The phone rang. Quatre, being sweet little Quatre that he is, excused himself from our embrace and went to answer it. I wanted to tell him, I so badly wanted to tell him about what I was planning on doing. But I bit my tongue and decided to keep it a secret.

I have opened myself a savings account. So far I have two hundred dollars saved up. It’s for an engagement ring that I saw at the jewelry store the other day on my way from work. I stopped off at the convenience store for some milk and sugar, which we were out of, and I happened to pass by the jewelry store’s window.

There, gleaming in the sun, was the nicest looking male engagement ring I’ve ever seen. But when I saw the price on it, my jaw dropped. But I figured, hell, I can do it. I can take a bit out of my check every pay period and stick it in a savings account. So, when I got my first check today, I immediately went to the bank and started the said savings. I stuck two hundred out of my 489$ check.
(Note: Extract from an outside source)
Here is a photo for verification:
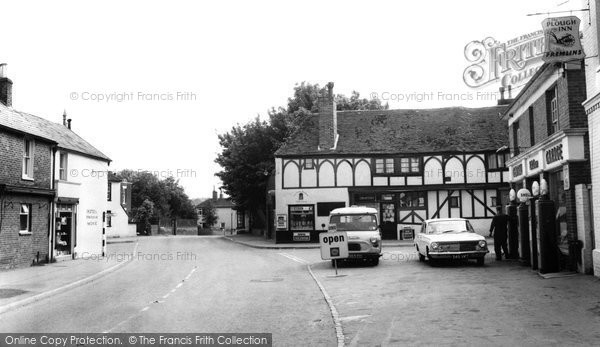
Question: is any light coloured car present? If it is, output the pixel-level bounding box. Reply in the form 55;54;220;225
414;218;489;265
328;206;381;266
Next one I’m only sticking in a hundred; we need the money to live off of first.

Our phone was hanging on the wall that connected the living room and the kitchen. So, it wasn’t too far as I did a little hop off of the couch to see who was on the phone. I just caught the last part of the conversation as I approached my beloved, who was leaning on the kitchen counter.

“Mom, I’m not ready to settle down just yet, please don’t make such a fuss.”

My heart seems to be stinging for some reason.